I snorted, feeling the back of my skull. I had some shards of glass and some blood, but I seemed to have avoided the absolute worst possibilities.
“A fucking guardian angel,” I said. “Or, judging by the design on the back of his jacket, a guardian reaper.”
Tara stared at me. I ignored her.
“We should call 9-1-1,” I said. “Won’t do a damn bit of good, but the owner will fire me if he finds out I tried to be a vigilante.”
* * *
Five minutes later, I sat outside the store on the small concrete platform just above the street. Tara had refused to leave until she made sure that I was treated or at least alert enough to defend myself if I needed to.
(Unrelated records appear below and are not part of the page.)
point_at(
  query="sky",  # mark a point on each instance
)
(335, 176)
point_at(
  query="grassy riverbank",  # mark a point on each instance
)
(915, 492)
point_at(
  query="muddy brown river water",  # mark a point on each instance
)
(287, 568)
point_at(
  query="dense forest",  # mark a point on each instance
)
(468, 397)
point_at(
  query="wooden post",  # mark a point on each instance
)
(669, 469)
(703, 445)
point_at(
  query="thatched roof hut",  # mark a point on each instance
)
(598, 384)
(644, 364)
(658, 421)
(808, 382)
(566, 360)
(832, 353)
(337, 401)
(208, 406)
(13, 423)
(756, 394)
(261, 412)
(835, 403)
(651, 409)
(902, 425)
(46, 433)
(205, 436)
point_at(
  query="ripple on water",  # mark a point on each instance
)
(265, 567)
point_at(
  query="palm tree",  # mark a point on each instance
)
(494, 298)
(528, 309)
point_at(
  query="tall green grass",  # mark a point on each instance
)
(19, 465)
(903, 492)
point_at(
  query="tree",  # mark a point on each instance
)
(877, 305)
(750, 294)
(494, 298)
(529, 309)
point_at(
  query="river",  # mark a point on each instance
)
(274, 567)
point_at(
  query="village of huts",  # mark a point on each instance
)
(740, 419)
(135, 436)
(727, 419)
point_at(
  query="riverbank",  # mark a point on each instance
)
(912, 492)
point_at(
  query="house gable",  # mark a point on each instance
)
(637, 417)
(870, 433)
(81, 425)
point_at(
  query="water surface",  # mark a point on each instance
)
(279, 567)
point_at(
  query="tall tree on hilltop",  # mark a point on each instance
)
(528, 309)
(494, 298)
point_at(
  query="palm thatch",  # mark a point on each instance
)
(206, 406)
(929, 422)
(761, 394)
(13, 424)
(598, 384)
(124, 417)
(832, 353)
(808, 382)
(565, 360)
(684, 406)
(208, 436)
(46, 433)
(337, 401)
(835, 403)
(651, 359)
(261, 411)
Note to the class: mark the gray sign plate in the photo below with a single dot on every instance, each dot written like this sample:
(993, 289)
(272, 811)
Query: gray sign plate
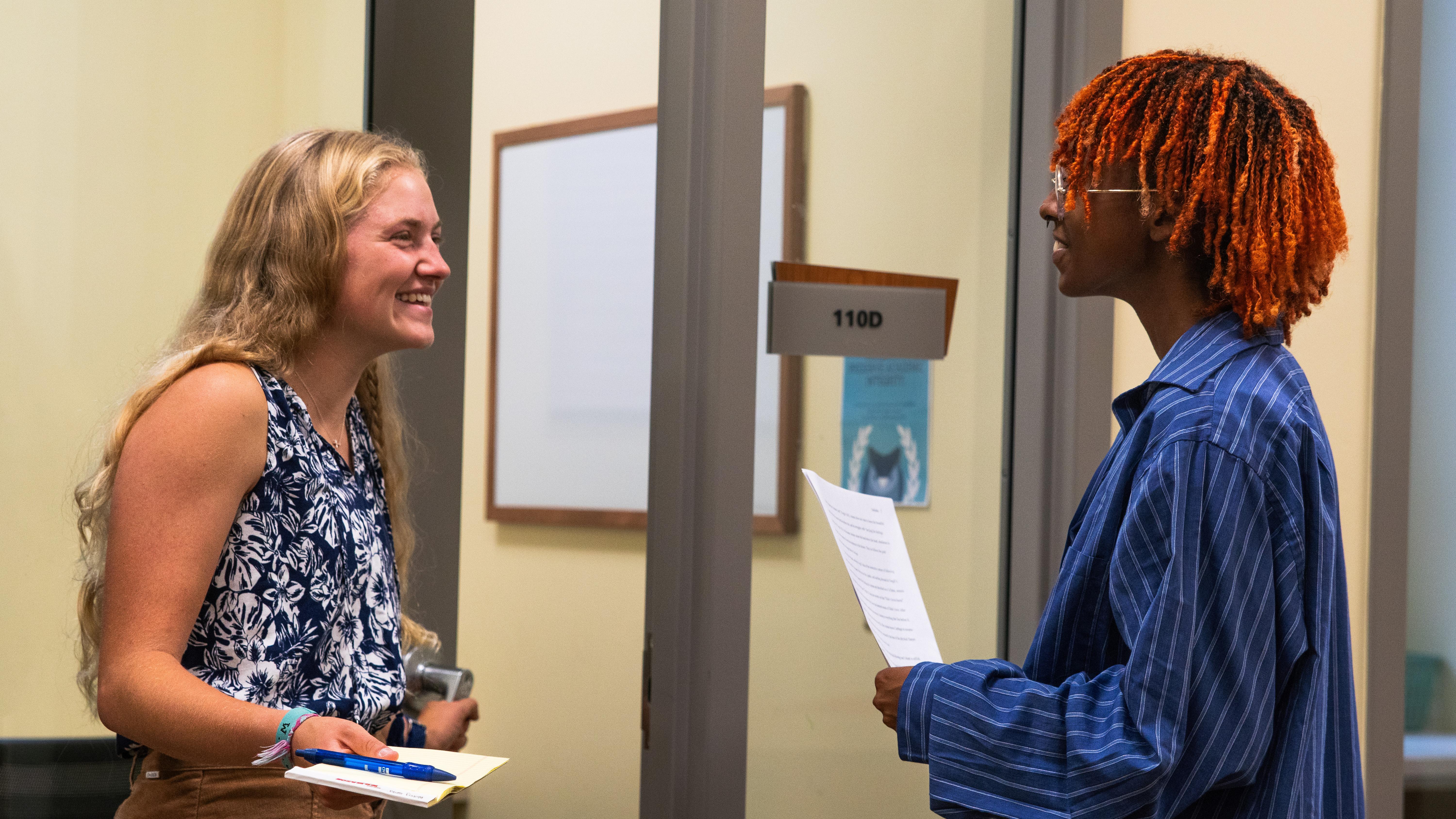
(858, 321)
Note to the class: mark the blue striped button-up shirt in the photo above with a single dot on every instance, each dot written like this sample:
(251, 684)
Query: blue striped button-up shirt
(1195, 657)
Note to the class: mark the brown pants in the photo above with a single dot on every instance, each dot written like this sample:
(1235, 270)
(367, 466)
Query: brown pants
(177, 789)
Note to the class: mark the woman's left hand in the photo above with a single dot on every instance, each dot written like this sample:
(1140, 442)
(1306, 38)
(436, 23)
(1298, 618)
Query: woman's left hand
(448, 722)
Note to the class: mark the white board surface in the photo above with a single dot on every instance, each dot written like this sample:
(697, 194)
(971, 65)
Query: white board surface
(574, 321)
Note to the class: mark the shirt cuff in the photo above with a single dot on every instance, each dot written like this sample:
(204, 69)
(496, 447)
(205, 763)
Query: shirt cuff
(914, 718)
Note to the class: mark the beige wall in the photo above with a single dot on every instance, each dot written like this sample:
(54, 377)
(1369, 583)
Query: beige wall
(551, 619)
(909, 134)
(1329, 53)
(127, 129)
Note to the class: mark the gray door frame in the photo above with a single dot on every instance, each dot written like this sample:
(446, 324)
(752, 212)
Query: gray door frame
(419, 78)
(1391, 434)
(1059, 351)
(705, 316)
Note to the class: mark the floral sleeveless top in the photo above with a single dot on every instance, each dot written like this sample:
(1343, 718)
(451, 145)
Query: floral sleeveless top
(305, 606)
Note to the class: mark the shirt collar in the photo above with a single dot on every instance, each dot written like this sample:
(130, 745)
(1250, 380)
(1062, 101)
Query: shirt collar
(1195, 359)
(1206, 347)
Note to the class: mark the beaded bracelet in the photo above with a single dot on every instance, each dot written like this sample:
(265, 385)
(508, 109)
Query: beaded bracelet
(283, 748)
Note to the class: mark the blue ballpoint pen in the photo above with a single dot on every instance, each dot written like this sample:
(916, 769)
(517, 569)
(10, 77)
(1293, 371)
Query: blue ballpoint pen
(404, 770)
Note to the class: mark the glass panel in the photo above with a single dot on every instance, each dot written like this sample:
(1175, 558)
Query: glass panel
(908, 150)
(127, 127)
(1431, 687)
(551, 584)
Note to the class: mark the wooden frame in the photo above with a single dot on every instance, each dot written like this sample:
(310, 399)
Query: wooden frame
(793, 99)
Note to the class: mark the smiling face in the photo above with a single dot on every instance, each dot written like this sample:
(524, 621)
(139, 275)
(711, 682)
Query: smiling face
(394, 270)
(1109, 254)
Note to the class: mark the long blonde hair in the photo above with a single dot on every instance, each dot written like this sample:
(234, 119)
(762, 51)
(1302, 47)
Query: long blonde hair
(270, 283)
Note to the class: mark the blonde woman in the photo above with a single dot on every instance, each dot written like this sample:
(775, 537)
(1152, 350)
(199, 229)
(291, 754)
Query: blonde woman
(244, 533)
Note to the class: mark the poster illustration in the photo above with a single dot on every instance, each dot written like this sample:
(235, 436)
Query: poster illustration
(886, 428)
Elizabeth had locked herself in their car, the safest place in the immediate vicinity.
I was on the phone with the Santa Maria Police, which meant that I was on the phone with a woman named Karen, who handled dispatching for Sheriff Davis and one other cop, a local named Officer Cone. The town was small enough that Sheriff Davis and Officer Cone handled all the crimes, but that seemed like a stupid shortfall; anyone who knew how to run crimes would just launch multiple attacks at once.
Unfortunately, “anyone who knew” was better said as “any gang, like the Bandits, who knew.” I was far from the only person to plead with Sheriff Davis for more officers, but I didn’t think they wanted to split the department budget with any new hires.
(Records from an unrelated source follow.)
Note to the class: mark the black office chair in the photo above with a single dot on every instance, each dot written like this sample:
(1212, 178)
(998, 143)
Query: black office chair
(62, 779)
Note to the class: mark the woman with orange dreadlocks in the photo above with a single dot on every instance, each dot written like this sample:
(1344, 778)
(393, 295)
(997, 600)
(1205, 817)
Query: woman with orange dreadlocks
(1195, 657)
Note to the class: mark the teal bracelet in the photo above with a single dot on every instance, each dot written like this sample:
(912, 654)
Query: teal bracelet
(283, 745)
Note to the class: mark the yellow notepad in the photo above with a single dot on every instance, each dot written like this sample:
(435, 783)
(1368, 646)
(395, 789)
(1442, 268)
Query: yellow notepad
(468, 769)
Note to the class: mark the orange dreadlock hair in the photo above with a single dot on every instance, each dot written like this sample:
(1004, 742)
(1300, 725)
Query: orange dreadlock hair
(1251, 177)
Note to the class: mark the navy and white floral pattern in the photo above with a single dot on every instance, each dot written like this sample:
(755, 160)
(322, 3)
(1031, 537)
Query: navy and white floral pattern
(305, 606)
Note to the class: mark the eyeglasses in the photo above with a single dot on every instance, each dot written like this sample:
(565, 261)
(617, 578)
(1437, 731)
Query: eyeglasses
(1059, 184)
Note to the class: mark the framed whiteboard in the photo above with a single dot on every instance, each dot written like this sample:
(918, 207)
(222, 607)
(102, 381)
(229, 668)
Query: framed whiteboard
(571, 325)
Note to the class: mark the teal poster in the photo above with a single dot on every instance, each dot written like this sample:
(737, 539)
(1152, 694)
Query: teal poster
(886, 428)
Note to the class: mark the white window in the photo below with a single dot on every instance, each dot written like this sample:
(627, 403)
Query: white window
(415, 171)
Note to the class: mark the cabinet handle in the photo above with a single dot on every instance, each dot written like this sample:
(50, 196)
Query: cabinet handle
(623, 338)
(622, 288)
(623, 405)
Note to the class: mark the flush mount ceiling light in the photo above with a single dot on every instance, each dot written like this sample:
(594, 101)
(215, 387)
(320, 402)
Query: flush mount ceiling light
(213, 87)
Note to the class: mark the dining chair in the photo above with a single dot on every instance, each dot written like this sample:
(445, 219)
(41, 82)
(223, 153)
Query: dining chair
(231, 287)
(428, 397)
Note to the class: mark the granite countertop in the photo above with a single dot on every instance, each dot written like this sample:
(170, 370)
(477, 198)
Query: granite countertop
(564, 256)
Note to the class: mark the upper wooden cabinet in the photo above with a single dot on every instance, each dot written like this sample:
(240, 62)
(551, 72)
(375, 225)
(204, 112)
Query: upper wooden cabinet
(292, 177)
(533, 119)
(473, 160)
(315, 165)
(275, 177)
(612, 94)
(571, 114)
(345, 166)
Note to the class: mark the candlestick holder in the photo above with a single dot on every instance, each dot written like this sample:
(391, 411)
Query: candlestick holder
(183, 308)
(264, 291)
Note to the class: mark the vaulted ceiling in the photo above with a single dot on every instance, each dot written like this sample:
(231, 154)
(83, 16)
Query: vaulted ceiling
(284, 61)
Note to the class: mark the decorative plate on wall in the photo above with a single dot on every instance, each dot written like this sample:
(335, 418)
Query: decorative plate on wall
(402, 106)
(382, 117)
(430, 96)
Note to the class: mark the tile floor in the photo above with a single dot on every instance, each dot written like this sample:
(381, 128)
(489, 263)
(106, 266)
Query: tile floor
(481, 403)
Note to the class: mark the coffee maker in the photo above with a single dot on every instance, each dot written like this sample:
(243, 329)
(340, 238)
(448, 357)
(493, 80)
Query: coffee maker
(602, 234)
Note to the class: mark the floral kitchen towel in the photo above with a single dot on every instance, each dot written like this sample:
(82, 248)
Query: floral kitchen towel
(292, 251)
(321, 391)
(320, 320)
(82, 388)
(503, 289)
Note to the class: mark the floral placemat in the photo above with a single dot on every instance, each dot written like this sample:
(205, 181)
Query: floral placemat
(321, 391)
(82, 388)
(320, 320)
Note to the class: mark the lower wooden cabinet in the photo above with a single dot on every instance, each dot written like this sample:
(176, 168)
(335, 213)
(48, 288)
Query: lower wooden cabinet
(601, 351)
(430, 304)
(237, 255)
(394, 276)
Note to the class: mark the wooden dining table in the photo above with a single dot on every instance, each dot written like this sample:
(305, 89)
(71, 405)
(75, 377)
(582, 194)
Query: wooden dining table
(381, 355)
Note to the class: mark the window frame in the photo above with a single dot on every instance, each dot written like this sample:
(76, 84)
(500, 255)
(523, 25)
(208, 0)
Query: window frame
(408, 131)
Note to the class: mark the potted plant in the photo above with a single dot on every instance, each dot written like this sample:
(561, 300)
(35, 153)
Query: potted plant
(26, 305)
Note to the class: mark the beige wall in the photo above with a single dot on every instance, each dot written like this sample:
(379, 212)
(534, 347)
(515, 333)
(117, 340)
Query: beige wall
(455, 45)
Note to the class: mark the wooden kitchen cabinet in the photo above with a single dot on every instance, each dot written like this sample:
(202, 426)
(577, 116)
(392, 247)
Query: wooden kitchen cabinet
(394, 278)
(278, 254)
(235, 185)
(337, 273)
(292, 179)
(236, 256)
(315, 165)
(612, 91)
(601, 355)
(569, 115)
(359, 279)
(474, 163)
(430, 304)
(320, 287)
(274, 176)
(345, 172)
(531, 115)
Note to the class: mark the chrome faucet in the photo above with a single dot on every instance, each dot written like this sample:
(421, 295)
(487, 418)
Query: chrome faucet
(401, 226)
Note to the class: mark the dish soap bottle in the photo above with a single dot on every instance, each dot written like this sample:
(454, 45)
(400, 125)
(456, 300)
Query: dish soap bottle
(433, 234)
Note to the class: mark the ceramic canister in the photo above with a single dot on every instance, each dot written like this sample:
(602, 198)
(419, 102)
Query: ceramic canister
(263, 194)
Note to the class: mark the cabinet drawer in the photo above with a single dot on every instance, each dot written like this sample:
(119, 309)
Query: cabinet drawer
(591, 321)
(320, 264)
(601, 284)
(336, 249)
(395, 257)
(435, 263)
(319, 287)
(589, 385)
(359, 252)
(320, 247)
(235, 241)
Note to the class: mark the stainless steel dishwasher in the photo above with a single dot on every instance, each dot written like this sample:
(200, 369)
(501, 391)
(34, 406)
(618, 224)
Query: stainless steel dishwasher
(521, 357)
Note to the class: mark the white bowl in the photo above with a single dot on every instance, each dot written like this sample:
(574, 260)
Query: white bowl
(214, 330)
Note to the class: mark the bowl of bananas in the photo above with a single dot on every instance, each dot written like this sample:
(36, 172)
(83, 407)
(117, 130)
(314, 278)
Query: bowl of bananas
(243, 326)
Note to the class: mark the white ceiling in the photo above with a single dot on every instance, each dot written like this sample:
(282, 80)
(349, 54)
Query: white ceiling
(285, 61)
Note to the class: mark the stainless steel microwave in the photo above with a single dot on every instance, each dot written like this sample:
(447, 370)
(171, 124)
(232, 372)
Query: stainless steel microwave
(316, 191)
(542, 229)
It was a town that did not protect and serve; it suppressed and fed those who were lucky enough to be in cahoots with each other.
“9-1-1, what is your emergency?” Karen said, her California vocal fry so easily recognizable it was practically burned into my skull.
“Hi, Karen, it’s Brock,” I said. “We just had the gas station robbed. Can you send out the sheriff or Officer Cone?”
“Is the robbery in progress?”
Well, here goes the immediate police response.
“No, they’ve already left.”
“OK, we will send someone out as soon as we can to do an investigation.”
“Yeah, thanks,” I said, hanging up before I had even finished my words.
I could not depend on the local police force to protect myself, the store, or anyone I cared about. I didn’t expect state or federal agents to come in here anytime soon.
I had to protect myself.
But I had to make sure I had backup behind me so when the Bandits invariably sent a second wave or the sheriff on me, I’d have some help to make sure I wasn’t fucked with.
That was what the boys could do. This incident would finally—hopefully—get their asses together.
“Any luck?”
I looked up at Tara. She had been unharmed. I suspected, though I said nothing out loud, that the Bandits had left her alone because their target was me. The attack on Elizabeth had been nothing more than taking advantage of my self-imposed duty to help others in need.
Otherwise, Elizabeth and Tara would be in the back of a nondescript white van.
That, and I think the Bandits knew that it was one thing for the public to turn a blind eye to robberies, drunkenness, and tomfoolery; it was a very different thing to take two young girls who had just come to pump some gas.
Two young girls of one of the richest families around, at that.
And I know all too well that the town will come down on harming a woman. All too well…
“Of course not,” I said. “Fucking Sheriff just wants to suck his own cock and sit on the sidelines.”
“He can’t be that—”
“Tara,” I said.
She stopped. I rose from the concrete, dusted myself off, and ran my hand back through my hair. Every time I did that, another piece of glass seemed to come out. At least the bleeding had stopped.